Barbara De La Cuesta explores the lives of home healthcare workers and their patients in her novel Adam’s Chair. Told in three very different sections, De La Cuesta first uses the point of view of Priscilla, who can trace her roots back to the earliest families in the city, as she bicycles to her job taking care of the disabled and elderly. Interspersed with her own musings on the city and its long relationship with her family are the words of Governor Winthrop circa 1631 and also news reports about the space shuttle Columbia as De La Cuesta seeks to explore the connections between past, present, and future, even in the lives of people seemingly out of touch with reality.
Her second section centers on the patient Henrietta Rose, who, like Clarissa Dalloway in Virginia Woolf’s Mrs. Dalloway, plans to throw a party. She is a recovering alcoholic who suffers from Korsakoff’s disease, which has wiped out her short-term memory and forces her to recall the painful events of her past all too easily.

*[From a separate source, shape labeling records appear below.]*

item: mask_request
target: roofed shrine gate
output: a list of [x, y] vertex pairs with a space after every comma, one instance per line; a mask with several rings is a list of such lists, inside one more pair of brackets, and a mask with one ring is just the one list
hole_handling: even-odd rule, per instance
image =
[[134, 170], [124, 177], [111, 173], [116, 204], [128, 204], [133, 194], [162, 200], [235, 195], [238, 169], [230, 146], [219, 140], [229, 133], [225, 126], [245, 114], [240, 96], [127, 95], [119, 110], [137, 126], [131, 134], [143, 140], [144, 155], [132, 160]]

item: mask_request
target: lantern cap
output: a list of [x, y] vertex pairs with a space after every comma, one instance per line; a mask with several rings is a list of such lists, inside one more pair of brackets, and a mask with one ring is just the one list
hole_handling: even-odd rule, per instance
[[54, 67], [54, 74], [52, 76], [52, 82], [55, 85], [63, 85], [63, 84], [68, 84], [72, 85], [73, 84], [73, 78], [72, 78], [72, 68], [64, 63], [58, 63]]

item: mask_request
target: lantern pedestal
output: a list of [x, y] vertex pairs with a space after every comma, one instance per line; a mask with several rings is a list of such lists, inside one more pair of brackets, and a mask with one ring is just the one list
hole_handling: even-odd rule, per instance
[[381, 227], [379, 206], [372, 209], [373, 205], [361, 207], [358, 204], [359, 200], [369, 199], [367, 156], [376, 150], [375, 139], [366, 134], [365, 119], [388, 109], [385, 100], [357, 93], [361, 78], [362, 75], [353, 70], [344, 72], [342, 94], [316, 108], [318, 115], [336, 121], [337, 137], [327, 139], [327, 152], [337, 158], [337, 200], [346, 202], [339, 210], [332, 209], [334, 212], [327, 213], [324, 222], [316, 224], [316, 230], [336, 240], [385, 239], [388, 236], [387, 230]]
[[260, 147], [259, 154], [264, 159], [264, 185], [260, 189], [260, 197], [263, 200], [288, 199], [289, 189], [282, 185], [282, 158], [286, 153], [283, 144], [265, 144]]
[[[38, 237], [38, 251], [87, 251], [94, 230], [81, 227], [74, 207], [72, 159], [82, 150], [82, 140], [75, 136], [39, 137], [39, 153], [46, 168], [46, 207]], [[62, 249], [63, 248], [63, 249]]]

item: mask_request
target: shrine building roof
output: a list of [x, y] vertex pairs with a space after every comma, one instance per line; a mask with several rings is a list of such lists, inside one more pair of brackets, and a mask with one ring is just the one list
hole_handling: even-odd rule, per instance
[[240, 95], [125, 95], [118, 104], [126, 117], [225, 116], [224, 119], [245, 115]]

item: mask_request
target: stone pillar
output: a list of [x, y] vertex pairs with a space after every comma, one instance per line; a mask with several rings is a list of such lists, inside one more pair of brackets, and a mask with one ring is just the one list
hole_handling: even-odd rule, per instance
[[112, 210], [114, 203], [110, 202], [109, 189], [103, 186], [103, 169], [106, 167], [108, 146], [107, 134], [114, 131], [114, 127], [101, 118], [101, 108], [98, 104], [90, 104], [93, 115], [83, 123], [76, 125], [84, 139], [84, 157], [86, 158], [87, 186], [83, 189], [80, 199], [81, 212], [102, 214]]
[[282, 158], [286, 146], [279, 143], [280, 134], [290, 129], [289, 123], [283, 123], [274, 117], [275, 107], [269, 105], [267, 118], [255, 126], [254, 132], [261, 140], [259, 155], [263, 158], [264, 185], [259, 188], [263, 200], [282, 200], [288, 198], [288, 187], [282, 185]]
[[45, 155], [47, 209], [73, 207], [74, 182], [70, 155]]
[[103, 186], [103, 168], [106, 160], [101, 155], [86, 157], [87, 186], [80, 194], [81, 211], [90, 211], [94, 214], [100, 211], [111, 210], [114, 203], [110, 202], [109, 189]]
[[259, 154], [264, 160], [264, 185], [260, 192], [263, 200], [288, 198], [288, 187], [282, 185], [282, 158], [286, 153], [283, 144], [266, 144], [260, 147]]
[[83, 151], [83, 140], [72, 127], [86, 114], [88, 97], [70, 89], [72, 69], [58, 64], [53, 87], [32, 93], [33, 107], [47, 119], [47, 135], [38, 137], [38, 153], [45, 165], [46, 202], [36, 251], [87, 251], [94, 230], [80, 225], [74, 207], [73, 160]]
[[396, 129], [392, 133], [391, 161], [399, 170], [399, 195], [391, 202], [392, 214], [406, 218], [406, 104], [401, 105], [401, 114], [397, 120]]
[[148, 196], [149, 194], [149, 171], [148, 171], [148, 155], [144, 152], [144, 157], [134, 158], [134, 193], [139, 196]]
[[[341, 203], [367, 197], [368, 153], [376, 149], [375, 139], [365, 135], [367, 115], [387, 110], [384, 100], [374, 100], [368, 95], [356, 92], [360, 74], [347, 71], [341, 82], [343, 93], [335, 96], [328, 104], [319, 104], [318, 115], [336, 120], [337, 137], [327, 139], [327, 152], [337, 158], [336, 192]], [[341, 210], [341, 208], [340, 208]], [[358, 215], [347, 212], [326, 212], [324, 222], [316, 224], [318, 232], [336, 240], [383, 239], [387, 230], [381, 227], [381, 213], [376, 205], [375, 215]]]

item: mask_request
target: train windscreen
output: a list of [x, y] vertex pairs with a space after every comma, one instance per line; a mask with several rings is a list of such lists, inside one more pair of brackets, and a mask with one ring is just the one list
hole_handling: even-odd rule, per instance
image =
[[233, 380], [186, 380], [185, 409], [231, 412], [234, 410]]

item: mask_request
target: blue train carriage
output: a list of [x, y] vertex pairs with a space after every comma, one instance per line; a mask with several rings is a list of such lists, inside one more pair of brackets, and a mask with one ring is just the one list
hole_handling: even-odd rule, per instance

In the final section, we follow Rosa Mundo as she faces the death of her common-law husband, a healthcare worker’s strike, a controversial love affair, and the threat of cancer. In her we see a passionate woman finally coming into her own after years of struggle and insecurities. De La Cuesta succeeds most in the creation of settings. She brings the reader fully into Waltham in the early 1980s and is completely realistic in her vivid descriptions of all of its beauty and dilapidation.
Where the novel lets the reader down occasionally, however, is in her execution of the stream-of-consciousness narrative form that she employs. It works seamlessly in her Mrs. Dalloway-esque Henrietta Rose middle section but is clunky and bothersome in the initial Priscilla section. Overall, I feel it’s a solid novel, and, though a bit tedious in the length (probably because of the stream-of-consciousness form), I would recommend it.